Tuesday, November 25, 2014

maigret and the white privilege


[The old vagrant's] murder must have been premeditated, since people do not as a rule go around [modern cities] with...firearms in their pockets.
--from Maigret and the Loner by Georges Simenon

I have loved mystery novels from an early age, and in my early adulthood I discovered Georges Simenon's Maigret series. This is a police procedural involving a rumpled, middle-aged superintendent in late century Paris who does not always get his man, but always locates him. The books are short, often less than 150 pages, and rush along. Simenon wrote them for money, in as little as a week sometimes, and they are legion (his output hovers at around 200 novels; it is uncertain as even he forgot some of the pseudonyms under which he published). The English translations, fittingly, are often fast and loose with meaning, and where there are cultural differences a Parisian reading them would easily understand, there is no attempt made to accommodate a young American also from the late 20th century. Their titles are always, invariably the same, Maigret and the..., as if the superintendent is not seeking an individual but a class or a type. They are my comfort food.

I have been following the events in Ferguson, Missouri, pretty closely, from Michael Brown's death to last night's announcement that there would be no charges filed against Officer Darren Wilson. I'll admit, I had made up my mind already that Officer Wilson was culpable. I hoped that the grand jury would see the evidence that way and he would be held responsible for the shooting, but I also had made up my mind that was unlikely.

On my way back to where I am staying last night I listened to the press conference on one of the stations I often listen to, Urban View, which airs shows by Reverend Al Sharpton, Tavis Smiley, Karen Walker and Joe Madison (The Black Eagle, my favorite), among others. When the announcement was made that he was not going to be indicted, I turned off the radio for four minutes and thirty seconds, a request made by Brown's parents memorialize the four and a half hours their son's body lay open in the street after the police arrived. Then I switched it back on and listened to the people calling in to make their opinions known.

Yes, opinions are like assholes and all that, and most of them said exactly what I assumed they would say. But what came across to me was the anger and sense of betrayal they felt. These were the words and immediate reactions of a people who had climbed their way out of a cynical belief that maybe, this time, things would be different. Like the Trayvon Martin case, it had taken the outcry from social media for the police even to do the minimum investigation and to hold the self-admitted killer of a teenaged black boy to some form of accountability. They had made their way to the upper layers of hope, and had been sunk by the announcement down again into cynicism and despair. Nothing, every one of them said in varying words, Nothing has changed. Black murders don't count. We live in a police state in which we can be picked off for as simple a threat as walking down the center of the street.

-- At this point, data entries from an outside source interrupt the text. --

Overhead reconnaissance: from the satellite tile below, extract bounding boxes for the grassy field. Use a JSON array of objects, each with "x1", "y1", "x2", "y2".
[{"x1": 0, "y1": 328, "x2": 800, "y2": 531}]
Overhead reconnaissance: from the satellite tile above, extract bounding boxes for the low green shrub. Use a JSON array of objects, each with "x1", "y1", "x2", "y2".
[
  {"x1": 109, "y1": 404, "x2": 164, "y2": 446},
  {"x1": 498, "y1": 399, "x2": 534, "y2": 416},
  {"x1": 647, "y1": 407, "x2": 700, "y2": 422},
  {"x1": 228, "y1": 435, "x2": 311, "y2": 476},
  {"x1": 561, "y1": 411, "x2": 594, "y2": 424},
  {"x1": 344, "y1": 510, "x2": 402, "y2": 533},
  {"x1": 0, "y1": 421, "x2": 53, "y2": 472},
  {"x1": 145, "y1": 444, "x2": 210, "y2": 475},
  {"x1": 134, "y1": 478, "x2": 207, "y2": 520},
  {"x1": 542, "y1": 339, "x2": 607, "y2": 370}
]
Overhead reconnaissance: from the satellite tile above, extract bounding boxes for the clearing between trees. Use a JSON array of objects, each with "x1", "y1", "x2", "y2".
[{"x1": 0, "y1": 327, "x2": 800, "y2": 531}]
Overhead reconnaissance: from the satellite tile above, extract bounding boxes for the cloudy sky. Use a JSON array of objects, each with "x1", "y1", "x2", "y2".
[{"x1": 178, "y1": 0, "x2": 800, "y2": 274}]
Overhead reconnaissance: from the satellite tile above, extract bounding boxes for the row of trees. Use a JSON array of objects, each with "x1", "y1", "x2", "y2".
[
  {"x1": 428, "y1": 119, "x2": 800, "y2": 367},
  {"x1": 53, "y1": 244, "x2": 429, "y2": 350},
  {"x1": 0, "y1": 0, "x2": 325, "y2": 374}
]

I allowed myself, after reaching my in-laws' home, to take advantage of my privileges and turn off my computer and radio and sink into the comforting embrace of Maigret.

I have listened to the evidence that's available and I understand how the grand jury can find Officer Wilson's account believable. My own belief, for what it's worth, is that the situation unfolded at least in part as he reported, but grew terribly, terribly larger than he expected. I don't pretend to know what happened. But as a person who worked in direct care with adults with enormous mental deficits, I know that he is not the first person to have had a situation backfire on him, overreacted to the situation and someone was hurt, and then relied on the privilege his status automatically gave him to downplay his own responsibility as much as possible, and put the fault on the victim. I am convinced that is what happened here.

Perhaps the grand jury is correct. Perhaps Officer Darren Wilson is not at fault. Perhaps he was only acting on what his training, his communities--police, geographical, cultural--and his prejudices had told him were the right ones. Perhaps it is those, and thus us, who are at fault. Of course, as someone once said, when everyone is at fault, no one is at fault.

The voices on the radio were right, nothing has changed. And nothing will change in the immediate future. As with the aftermath of the release of George Zimmerman and the incredible amount of time (admittedly, this may be a good sign) devoted to the grand jury in the case of the chokehold death of Eric Garner, the hoopla will surge for a few days, maybe a week, maybe longer. But eventually it will disappear down the memory hole we seem to have for people killed for complicated reasons by people we are told we should see as protectors. And when it happens again Michael Brown's name will be listed with Emmet Till, Eleanor Bumpers, Michael Stewart, Amidou Diallou, and many others who have been killed by people who know better but who chose to treat them as if their lives were, at best, less important than other people's. And we will cry and protest and perhaps even riot again. And nothing will change.

Until one day, for better and for worse, it suddenly will. Woe to us all then.